For that reason, many expect the debt brake will have to be modified or even abolished altogether — a move that requires a change to the German constitution. Such an outcome will be more likely if the Greens, who have been highly critical of such strict fiscal rules, enter government after next year’s election, as seems increasingly likely.
Mr Scholz has insisted that Germany’s public finances will survive the rise in spending during the pandemic. The country’s debt-to-GDP ratio will be just 71 per cent by the end of this year — admittedly much higher than the 60 per cent it reached in mid-2020, but “lower than it was after the [global financial] crisis, and the lowest [rate] among all the G7 states,” he said.
He also noted that much of the €218bn in new borrowing for 2020 had not yet been tapped, so that taken together, the total amount of debt for this year and next will be around €300bn.
That has not silenced the critics, who have drawn attention to what they see as serious design flaws in some of the biggest aid programmes. After the government imposed a partial shutdown in November, it said it would pay restaurants, bars and hotels 75 per cent of the revenues they made in November 2019. The scheme was rolled over when ministers extended the shutdown into December.

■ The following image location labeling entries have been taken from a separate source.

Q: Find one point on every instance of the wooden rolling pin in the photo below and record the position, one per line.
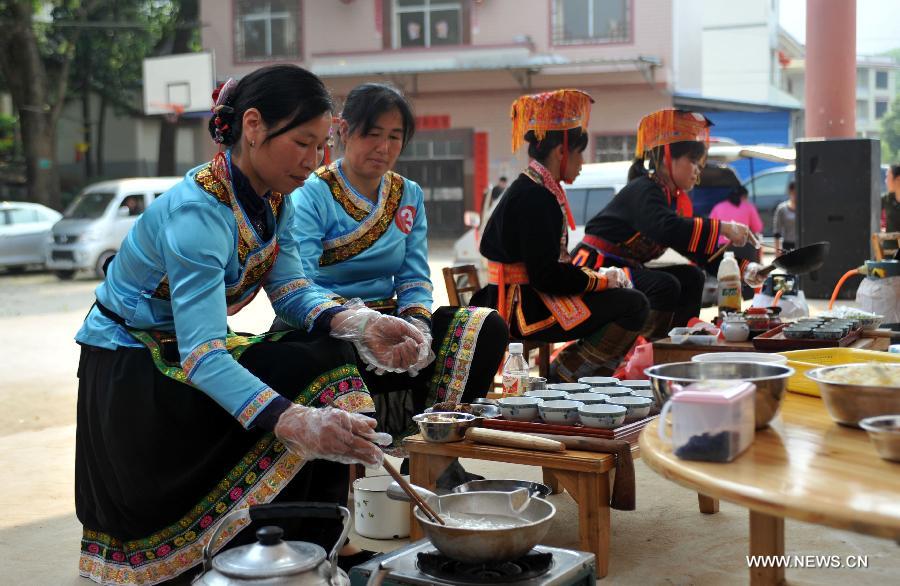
(510, 439)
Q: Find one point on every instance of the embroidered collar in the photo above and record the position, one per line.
(538, 171)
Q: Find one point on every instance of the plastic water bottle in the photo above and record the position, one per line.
(515, 371)
(729, 287)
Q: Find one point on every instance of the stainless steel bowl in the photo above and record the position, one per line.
(770, 380)
(444, 427)
(534, 488)
(848, 403)
(884, 431)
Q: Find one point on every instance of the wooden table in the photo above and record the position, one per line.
(584, 474)
(665, 351)
(804, 467)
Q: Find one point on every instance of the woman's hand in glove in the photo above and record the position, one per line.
(384, 342)
(752, 276)
(331, 434)
(616, 278)
(425, 353)
(737, 233)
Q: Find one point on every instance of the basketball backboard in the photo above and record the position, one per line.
(182, 81)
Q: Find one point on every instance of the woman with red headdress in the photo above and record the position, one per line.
(533, 282)
(654, 212)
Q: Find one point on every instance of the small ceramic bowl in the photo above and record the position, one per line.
(638, 407)
(884, 431)
(635, 384)
(797, 333)
(560, 412)
(602, 416)
(519, 408)
(547, 394)
(599, 381)
(615, 391)
(443, 427)
(828, 333)
(570, 387)
(589, 398)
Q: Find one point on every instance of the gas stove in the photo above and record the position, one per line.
(420, 563)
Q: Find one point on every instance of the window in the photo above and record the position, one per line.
(590, 21)
(267, 30)
(427, 23)
(614, 148)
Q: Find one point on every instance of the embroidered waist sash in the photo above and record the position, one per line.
(566, 310)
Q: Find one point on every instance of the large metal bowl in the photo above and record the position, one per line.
(770, 380)
(849, 403)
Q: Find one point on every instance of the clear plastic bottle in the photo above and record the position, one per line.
(729, 287)
(515, 371)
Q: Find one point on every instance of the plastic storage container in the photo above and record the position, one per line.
(711, 421)
(515, 372)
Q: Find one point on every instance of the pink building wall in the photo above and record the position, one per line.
(333, 32)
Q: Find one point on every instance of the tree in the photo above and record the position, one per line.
(890, 133)
(35, 56)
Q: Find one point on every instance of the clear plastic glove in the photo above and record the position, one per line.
(384, 342)
(736, 232)
(426, 354)
(331, 434)
(752, 276)
(616, 278)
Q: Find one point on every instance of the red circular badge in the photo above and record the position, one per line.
(405, 218)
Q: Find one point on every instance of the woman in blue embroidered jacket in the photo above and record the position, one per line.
(362, 233)
(179, 419)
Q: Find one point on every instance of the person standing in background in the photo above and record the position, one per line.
(785, 222)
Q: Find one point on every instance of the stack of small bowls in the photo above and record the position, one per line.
(602, 402)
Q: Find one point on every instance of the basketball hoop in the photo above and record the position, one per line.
(171, 112)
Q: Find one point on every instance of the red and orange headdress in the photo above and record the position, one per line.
(556, 110)
(671, 125)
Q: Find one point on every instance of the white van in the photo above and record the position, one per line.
(594, 187)
(96, 222)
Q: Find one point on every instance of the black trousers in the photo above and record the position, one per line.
(151, 450)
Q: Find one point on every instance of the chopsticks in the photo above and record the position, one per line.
(406, 486)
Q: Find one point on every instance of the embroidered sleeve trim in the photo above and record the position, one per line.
(695, 235)
(254, 405)
(197, 355)
(311, 318)
(414, 311)
(289, 289)
(412, 285)
(369, 231)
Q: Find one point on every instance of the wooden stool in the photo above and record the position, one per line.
(584, 474)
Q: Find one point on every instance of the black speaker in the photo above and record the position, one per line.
(838, 200)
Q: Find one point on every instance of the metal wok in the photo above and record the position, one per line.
(483, 545)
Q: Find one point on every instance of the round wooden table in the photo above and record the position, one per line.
(804, 467)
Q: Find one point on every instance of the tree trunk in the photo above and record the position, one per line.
(86, 129)
(101, 137)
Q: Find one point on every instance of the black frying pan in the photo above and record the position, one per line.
(801, 260)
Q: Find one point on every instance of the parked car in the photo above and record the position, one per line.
(96, 222)
(24, 232)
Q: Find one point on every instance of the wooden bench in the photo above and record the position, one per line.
(586, 475)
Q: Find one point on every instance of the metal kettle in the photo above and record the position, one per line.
(272, 561)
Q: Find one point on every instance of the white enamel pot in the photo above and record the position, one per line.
(375, 515)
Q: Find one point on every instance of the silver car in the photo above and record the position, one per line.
(24, 234)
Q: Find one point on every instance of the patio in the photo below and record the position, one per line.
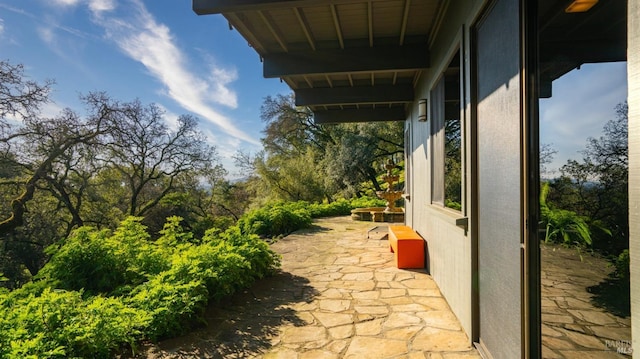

But a recent study by the German Economic Institute in Cologne (IW) concluded that the €30bn programme was far too generous. Many businesses were making more money than they did normally because it did not factor in the sharp drop in variable costs they were seeing while their doors were closed.
“To refund most of a business’s revenues is neither clever nor fiscally sustainable,” said Carsten Linnemann, a senior CDU MP, adding that only a company’s fixed costs and living expenses should be reimbursed. “We have to think long-term — future generations also need room for manoeuvre.”
Ministers have now indicated that the scheme will not be extended into 2021. “By January we have to draw up more pinpointed aid programmes,” Helge Braun, Ms Merkel’s chief of staff, told Handelsblatt. “The state can act — but not in a limitless way.”
The government is insisting on a swift return to the fiscally prudent policies of the past. But opposition MPs give those assurances little credence. “When you’ve ramped up borrowing in an emergency, it’s incredibly difficult for the state to bring it down again,” said the FDP’s Mr Fricke. “Unfortunately you can just get used to debt.”